INDUSTRIAL APPLICABILITY Since each novel peptide obtained by the present invention has almost no bitterness, it can be used not only as a food or drink itself or as an additive, but also has an excellent ACE inhibitory activity, which suppresses an increase in blood pressure as a health food. Or, it can be used for prevention, and can also be advantageously used as a medicine by formulating into various dosage forms as an ACE inhibitor or an antihypertensive agent.

[Brief description of drawings]

FIG. 1 illustrates the UV spectrum of peptide α-1000.

FIG. 2 illustrates the IR spectrum of peptide α-1000.

FIG. 3 illustrates the molecular weight distribution of peptide α-1000 by gel filtration.
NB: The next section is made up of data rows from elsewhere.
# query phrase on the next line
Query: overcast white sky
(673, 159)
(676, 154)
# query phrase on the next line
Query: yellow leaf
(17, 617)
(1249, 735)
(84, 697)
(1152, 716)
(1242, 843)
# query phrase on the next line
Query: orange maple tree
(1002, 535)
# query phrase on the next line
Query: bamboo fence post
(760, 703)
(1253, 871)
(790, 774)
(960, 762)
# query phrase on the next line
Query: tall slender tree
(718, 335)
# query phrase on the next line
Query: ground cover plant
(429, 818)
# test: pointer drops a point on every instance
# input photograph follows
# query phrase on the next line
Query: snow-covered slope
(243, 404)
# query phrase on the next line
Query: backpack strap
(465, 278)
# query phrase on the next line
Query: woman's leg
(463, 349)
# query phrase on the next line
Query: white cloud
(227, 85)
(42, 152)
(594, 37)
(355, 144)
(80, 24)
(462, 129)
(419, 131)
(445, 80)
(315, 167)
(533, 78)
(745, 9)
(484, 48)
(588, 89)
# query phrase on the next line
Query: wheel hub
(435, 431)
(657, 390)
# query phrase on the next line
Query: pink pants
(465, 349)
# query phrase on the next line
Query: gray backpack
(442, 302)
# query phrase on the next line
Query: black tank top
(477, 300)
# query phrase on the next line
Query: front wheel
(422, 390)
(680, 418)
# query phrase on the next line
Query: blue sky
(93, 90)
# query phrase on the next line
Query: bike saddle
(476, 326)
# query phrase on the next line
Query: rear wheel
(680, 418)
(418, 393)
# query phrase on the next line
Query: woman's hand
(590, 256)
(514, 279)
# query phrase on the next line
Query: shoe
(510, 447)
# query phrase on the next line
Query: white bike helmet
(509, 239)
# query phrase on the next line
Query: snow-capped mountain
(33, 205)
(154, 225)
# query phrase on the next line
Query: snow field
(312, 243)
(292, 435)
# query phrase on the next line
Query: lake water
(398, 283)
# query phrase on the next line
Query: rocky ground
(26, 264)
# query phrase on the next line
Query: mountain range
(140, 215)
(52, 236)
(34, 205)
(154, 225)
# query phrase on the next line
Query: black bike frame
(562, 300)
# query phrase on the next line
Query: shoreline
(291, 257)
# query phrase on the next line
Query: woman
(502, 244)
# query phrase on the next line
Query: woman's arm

─────────────────────────────────────────────────── ─── Continuation of front page (51) Int.Cl. ⁷ Identification code FI A61P 43/00 116 C07K 5/093 C07K 5/083 1/14 5/093 C12N 9/99 // C07K 1/14 C12P 21 / 06 C12N 9/99 A61K 37/18 C12P 21/06 37/64 (72) Inventor Eiji Seki 2 No. 779 Noda, Hirano-cho, Ozu-shi, Ehime Prefecture, Senji Extract Co., Ltd. (56) References Patent 3117779 (JP, JP, B2) Patent 3103363 (JP, B2) (58) Fields investigated (Int.Cl. ⁷ , DB name) C07K 5/08 CA (STN) REGISTRY (STN) BIOSIS / WPI (DIALOG)

Claims (3)

(57) [Claims] 1. Four novel peptides, Ala-Lys-Lys, Gln-Val-Lys, Glu-Val-Lys and Gly.
-Val-Lys. 2. Four novel peptides, Ala-Lys-Lys, Gln-Val-Lys, Glu-Val-Lys and Gly.
-A blood pressure lowering agent containing one or more of Val-Lys as an active ingredient. 3. Four novel peptides, Ala-Lys-Lys, Gln-Val-Lys, Glu-Val-Lys and Gly.
-A blood pressure-lowering functional food containing one or more of Val-Lys as an active ingredient.